Results: Over a mean follow-up time of 6.5 years (standard deviation = 2.4), one or more complaints were filed against 21.5 percent of the 3,424 physicians in the study. Of the 1,116 total filed complaints, 696 were retained. Most of the complaints (81.9 percent) related to communication issues.

Low CSE communication scores were associated with higher complaint rates. After adjustment for specialty and geographic factors, physicians in the lowest communication score quartile had an excess complaint rate of 1.75 per 100 practice-years compared with physicians in the top score quartile (adjusted relative risk [RR] = 1.52; 95% confidence interval [CI], 1.30 to 1.78), and an excess complaint rate of 2.15 per 100 practice-years compared with the upper three quartiles (adjusted RR = 1.43; 95% CI, 1.22 to 1.68). Other important correlations are listed in the accompanying table.
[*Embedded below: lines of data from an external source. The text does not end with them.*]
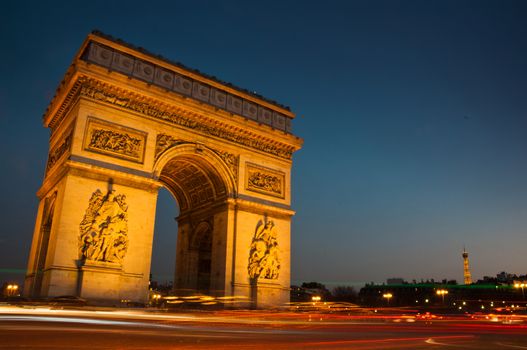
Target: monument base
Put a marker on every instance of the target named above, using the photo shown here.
(98, 278)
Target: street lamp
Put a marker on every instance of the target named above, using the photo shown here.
(12, 289)
(387, 296)
(442, 293)
(521, 285)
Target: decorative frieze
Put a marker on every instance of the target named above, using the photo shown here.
(90, 89)
(264, 260)
(164, 142)
(231, 160)
(58, 151)
(104, 228)
(264, 180)
(115, 140)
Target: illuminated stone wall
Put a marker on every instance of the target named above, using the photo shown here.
(116, 139)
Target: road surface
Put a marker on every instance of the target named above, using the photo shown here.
(57, 328)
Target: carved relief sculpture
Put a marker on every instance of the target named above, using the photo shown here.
(264, 180)
(99, 92)
(104, 229)
(115, 140)
(164, 142)
(264, 261)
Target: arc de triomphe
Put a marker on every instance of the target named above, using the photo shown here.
(123, 124)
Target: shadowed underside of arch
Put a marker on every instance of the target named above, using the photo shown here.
(193, 181)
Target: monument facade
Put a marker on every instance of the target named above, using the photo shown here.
(125, 123)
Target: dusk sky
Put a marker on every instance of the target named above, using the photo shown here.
(413, 113)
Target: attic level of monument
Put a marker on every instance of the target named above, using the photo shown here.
(115, 57)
Test scoreCorrelation with complaints
Communication scoreSignificantly associated with complaint rate, most strongly with communication complaints
CSE data acquisition, problem-solving scoreNo relationship with complaints
Traditional written examination score (especially clinical decision-making score)Positive association with complaints
Multiple-choice scoreCorrelation with overall complaints, but not complaints regarding communication or quality of care

Conclusion: Communication scores on a licensing test predicted future patient complaints, especially among the lowest-scoring test-takers. In addition, clinical decision-making scores correlated with patient complaints. The authors suggest improving assessment of these skills, integrating their assessment into earlier stages of training, and investigating successful means of remediating deficiencies in these areas.